A UC Berkeley study analyzed over 500,000 grades at a large, selective public research university in Texas and found that courses with high writing and coding assignments saw sharp grade increases since ChatGPT was launched. The share of A grades jumped by 13 percentage points, about 30 percent above the 2022 baseline, while average GPA rose by 0.12 points. The grade distribution narrowed, with A-minus and B-plus grades moving up to straight A's. The study tracks grade trends across eight fall semesters (2018 through 2025) in 319 courses spanning 84 departments. Each course's AI exposure is measured by its assignment mix from the fall 2022 syllabi, before ChatGPT existed. What matters most is the share of writing and coding tasks, the areas where AI performs best.
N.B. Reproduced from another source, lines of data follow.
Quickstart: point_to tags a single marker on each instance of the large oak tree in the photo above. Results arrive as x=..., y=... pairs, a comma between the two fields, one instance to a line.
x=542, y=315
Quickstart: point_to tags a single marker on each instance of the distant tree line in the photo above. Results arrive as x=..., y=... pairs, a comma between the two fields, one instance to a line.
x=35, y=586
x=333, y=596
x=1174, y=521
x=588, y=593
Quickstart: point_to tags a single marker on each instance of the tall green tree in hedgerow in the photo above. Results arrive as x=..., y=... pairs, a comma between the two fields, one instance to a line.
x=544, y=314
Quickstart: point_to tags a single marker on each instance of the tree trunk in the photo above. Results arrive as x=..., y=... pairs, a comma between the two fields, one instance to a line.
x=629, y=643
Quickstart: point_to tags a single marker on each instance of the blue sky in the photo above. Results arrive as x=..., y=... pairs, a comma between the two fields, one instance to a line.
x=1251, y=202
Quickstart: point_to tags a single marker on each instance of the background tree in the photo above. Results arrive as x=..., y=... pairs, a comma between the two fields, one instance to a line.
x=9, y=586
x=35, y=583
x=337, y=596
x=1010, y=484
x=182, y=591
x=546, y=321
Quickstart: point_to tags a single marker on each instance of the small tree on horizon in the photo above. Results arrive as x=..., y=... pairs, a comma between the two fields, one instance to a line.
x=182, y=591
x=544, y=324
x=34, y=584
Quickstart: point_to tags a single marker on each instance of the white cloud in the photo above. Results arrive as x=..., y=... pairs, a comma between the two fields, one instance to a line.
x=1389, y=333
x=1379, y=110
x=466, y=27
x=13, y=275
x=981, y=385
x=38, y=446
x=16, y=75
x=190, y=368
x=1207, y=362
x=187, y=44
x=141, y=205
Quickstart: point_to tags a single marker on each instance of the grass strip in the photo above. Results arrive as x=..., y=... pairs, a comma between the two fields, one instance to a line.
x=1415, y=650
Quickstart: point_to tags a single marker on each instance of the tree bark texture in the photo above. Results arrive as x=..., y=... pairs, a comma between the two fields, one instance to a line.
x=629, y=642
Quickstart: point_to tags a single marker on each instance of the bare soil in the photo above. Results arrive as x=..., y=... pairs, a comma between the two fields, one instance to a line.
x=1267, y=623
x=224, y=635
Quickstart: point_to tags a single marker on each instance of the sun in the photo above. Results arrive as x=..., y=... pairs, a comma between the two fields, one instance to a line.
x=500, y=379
Homework grades are driving the spike, not exam scores. The research question is whether higher grades reflect actual learning gains or just AI doing the work. To find out, author Igor Chirikov also looked at how much homework counted toward the final grade. If AI really improved learning, grade increases should show up no matter whether a course leans on homework or proctored exams. But if AI is just replacing student work on unsupervised assignments, the effects should cluster in courses where homework carries more weight. That's what the data shows: In courses where homework counts for more than the median share of the grade, A's rise by an extra 16 percentage points compared to courses below the median with the same AI exposure. In those lower-homework courses, the effect is small and not statistically significant. The result is 'difficult to reconcile with broad learning gains or sorting effects alone,' Chirikov writes. Across all courses, the share of students earning at least an A or A-minus rises sharply after ChatGPT's November 2022 release, while shares at B-plus through C-minus barely move.
Grade inflation is nothing new at US universities. At Harvard, the share of A grades climbed from 24 percent in 2005 to 60.2 percent in 2025, the study notes. Earlier research pointed to teaching evaluations that reward leniency, competition between universities, and institutional grading policies. But AI works differently, Chirikov argues. Every earlier driver kicked in at the grading stage, after students had turned in their work. AI changes how the work itself gets made, before instructors ever lay eyes on it. If grades in writing- and coding-heavy courses increasingly reflect AI-generated output rather than real skills, employers and graduate programs could make worse selection decisions, the study warns. Chirikov also flags a feedback loop: If AI takes over skill-building tasks during college, graduates could end up weaker in exactly the areas where AI is strongest. That could speed up automation and widen skill gaps in the job market.